JORDI TEIXIDOR: ENTRADA EN EL SILENCIO

 Texto publicado en el catálogo
ON COLOUR
Madrid, 2015: El Corte Inglés-Ámbito Cultural, pp. 196-206
[Intervenciones de Rosa Brun, Mitsuo Miura, Nico Munuera, Ángeles San José, Jordi Teixidor, José María Yturralde, en el contexto de ARCOmadrid 2015.  En colaboración con Ayuntamiento y Comunidad de Madrid].

JORDI TEIXIDOR: ENTRADA EN EL SILENCIO

Indagador de las formas, prosecutor de un inquietante mundo ordenado,  no ha esquivado Jordi Teixidor (Valencia, 1941) plantear dichas formas con un aire paradójico.  Una cita de Wittgenstein abría uno de sus catálogos en 1987 y simbolizaba también un elemento fundamental de su singular posición, otrosí distinción, como artista: “Lo mismo que del hecho de que una proposición nos sea evidente, no se sigue que sea  verdadera, del mismo modo la evidencia no justifica nuestra creencia en su verdad”[1].    Protagonista de los primeros días de la creación del Museo de Arte Abstracto Español (Cuenca, 1966), tuvo en nuestro primer museo democrático una presencia relevante, exponiendo ya colectivamente en la ciudad en 1965[2], su obra de aquel tiempo se ubicaba en la estela reflexiva que muchos artistas de ese tiempo heredarían de la actitud conquense.   Fotografiado en la mítica imagen inaugural del ígneo Fernando Nuño[3], memorable imagen quieta con aire de misteriosos vaticinios, en las proximidades de persona y en el lugar de realización, realizada en tres tiempos, siempre me ha parecido singular el relato de los encuentros de esa imagen.   Teixidor se ubica al pie de una escalera presidida en su centro por Juana Mordó, y en una línea de “claridad” de nuestro arte: entre Yturralde y Torner, junto a Victoria y Sempere.

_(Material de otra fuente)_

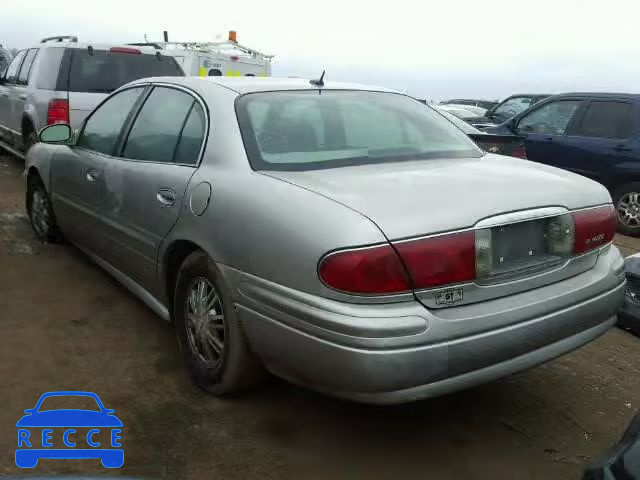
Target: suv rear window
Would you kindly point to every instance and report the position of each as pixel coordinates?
(104, 71)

Fue defendido por el imparable Juan Antonio Aguirre, feroz crítico de ese tiempo[4], enfant terrible defensor de la pervivencia y modernidad de la llamada “vertiente lírica” del arte español, que parecía exangüe en ese tiempo mas empero circulaba como un nervio invisible en nuestra historia, tan proclive al placer de proclamar, con desdén, su invisibilización.   Vía de salida, representaba Cuenca, en un mundo español que en lo artístico se hallaba también anquilosado en los noirs arquetipos de lo hispanique.   La fuente de información privilegiada que simbolizaba el ir y venir de esos artistas ubicados paradójicamente en una ciudad de la historia, su insaciada curiosidad en torno a exposiciones, publicaciones, artistas, museos o movimientos del arte, representó un privilegiado mirador desde el que Teixidor pudo viajar de la actitud moderna del pop al salto, con aire de vacío sin red, que suponía su encuentro con el minimalismo, principalmente desde la admiración por Frank Stella o su paso por “Support-Surface”, esto último simbolizado en sus cuadros de bandas o polígonos casi blancos con un aire a lo Ryman, pintura de la pintura, donde militaron algunos de nuestros más conspicuos abstractos.

Prácticamente desde la presentación individual de su obra en la madrileña galería Edurne, en marzo de 1968, -mostrando las estructuras pintadas que Teixidor llamó “Puertas”, con aire de herederas del quehacer pensante de Torner, mas también del descarnado pop de Rueda-, recibió el elogio crítico de Aguirre[5], adivinando éste algo que sería fundamental a lo largo de su trayectoria, la huida de los juegos formales y la indagación en torno al fuego que consume las imágenes.  Presagiador, como tantas veces, el crítico citado escribió que este artista “huye de lo que sólo queda en un juego de colores y forma, va en busca de lo íntimo, lo sutil, lo elegante -que no decadente-.  Su interés está en una técnica perfecta, pero no en estériles tecnicismos”[6].   Aguirre incluiría a Teixidor en posición privilegiada al dedicarle un capítulo en su “manifiesto” avant-la-lettre, libro fundamental en ese tiempo del teórico que también imaginaba astros[7], el conocido panfleto crítico de Aguirre “Arte último”, en el que, no conformándose con censarle, incluía siete reproducciones de sus obras, una en color, otra de ellas en lugar señero: al abrirse el libro, tras la justa ceremonia de la presencia de Gordillo.  Ahí señalaba la querencia de Teixidor por una cierta morosidad en el trabajo “un lenguaje formal ordenado y preciso que él viene simultáneamente utilizando (…) una gama cromática de refinados tonos, desde el rojo más violento al más sedante de los verdes.  Y más allá del color y las formas, superando lo plano, el elemento espacio”[8].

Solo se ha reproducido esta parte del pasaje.